After coming to the job fair Wednesday, London spent much of Thursday at Workplace doing her testing. That afternoon, she interviewed at Columbia.
Friday morning, she found out she would be starting Monday, answering the phones and providing administrative support. The pay, London said, was “a little less” than what she’d been making at Kitzman’s, but still more than unemployment.
“I had such a bad attitude about it,” London later said of the job fair. “I mean, come on, I’m not running a CNC. And here I am, two days later, and it pretty much seems like the perfect job.”
The quick hire isn’t the norm at all companies. About 75 percent of Workplace Staffing’s top job fair contacts get placed within a week of the fair; for other companies, it could be months. It always depends on the needs of the company, and their clients, when a job fair is held.
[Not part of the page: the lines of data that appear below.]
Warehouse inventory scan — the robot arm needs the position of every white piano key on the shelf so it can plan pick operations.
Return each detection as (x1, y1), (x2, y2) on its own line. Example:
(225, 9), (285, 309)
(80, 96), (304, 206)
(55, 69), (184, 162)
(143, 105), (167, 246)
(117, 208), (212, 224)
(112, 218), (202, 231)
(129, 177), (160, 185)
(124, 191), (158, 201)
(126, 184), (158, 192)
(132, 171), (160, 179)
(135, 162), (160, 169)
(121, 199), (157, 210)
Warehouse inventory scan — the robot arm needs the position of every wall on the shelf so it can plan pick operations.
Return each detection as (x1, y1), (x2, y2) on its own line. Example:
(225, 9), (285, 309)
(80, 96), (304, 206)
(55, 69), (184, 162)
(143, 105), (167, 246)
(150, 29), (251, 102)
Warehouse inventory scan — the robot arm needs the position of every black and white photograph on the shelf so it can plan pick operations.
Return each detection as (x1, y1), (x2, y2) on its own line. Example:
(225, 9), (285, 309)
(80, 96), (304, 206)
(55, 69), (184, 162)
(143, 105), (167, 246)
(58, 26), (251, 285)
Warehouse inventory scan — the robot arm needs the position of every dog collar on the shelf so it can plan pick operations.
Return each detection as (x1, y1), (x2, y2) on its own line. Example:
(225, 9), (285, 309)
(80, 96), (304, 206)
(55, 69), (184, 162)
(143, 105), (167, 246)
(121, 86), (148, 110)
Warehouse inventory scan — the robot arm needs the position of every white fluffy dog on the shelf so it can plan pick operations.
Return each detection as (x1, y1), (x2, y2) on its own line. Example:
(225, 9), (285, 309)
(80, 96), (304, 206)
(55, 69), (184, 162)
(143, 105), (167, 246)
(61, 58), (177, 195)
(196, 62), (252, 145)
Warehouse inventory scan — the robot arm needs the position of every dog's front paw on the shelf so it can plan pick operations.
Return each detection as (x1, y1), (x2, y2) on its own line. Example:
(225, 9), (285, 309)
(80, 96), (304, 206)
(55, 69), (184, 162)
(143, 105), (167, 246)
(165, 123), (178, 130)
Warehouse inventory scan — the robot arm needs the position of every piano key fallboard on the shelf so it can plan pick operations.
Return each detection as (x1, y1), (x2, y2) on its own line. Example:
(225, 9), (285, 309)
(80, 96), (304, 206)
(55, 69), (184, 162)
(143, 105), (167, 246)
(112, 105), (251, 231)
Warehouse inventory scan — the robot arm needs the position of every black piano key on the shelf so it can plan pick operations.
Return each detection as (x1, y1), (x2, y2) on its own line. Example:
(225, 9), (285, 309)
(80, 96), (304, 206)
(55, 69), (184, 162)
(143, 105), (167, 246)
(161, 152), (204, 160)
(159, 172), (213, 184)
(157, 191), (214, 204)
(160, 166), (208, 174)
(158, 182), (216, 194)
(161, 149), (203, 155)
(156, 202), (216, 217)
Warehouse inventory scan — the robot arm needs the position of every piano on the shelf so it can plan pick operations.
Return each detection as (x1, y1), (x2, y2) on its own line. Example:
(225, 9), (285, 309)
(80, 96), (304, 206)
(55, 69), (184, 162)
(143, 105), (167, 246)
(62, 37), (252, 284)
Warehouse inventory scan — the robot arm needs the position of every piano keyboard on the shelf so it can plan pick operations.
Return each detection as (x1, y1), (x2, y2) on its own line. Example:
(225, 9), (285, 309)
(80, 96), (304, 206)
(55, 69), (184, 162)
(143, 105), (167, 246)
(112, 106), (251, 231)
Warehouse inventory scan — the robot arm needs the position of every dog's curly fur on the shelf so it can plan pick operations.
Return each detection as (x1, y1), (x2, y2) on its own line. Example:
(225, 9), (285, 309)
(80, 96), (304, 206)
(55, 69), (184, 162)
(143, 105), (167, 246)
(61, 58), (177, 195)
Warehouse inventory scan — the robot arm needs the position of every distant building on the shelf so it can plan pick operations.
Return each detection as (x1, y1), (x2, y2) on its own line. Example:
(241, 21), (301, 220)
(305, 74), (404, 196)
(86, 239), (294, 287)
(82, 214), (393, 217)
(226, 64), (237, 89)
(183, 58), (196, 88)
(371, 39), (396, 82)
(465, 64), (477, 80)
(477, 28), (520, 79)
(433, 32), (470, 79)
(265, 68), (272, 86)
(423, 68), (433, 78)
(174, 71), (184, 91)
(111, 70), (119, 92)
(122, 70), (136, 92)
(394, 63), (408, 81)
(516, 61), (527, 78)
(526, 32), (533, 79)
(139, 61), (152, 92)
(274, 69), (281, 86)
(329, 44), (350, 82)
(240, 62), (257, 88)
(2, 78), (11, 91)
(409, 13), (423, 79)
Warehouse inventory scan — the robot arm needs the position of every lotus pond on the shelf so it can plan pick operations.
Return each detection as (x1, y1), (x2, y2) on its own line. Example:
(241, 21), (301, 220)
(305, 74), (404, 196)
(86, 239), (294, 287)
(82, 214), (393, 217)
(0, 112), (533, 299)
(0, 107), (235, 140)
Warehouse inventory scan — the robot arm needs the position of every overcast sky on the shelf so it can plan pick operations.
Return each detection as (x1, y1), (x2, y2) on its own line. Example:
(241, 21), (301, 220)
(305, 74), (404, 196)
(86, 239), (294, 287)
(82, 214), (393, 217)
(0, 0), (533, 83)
“Sometimes they’ll be a total flop, other times it’s great,” King said. “It can be maddening for the job seeker. One week they would have found a job; the other week, nothing. That’s why they have to keep showing up.”
London had the skill in her work history and her confident talk with Chadwick. She had the luck of T.J. listening to the radio at the right time. The dash of good timing came thanks to Columbia having a need in their office during the right week.
Voila.
“For being at a job fair, I don’t think there’s always a lot of ‘Hi, I’m Jill, nice to meet you,’” Chadwick said of London’s quick hire. “It’s mostly just dropping off your resume. But she had that extra effort in. Not only were her skills applicable, but she was very outgoing. She didn’t act like she was getting her teeth pulled. She was trying to sell herself.
“The typical things you hear about how to work a job fair, she did them.”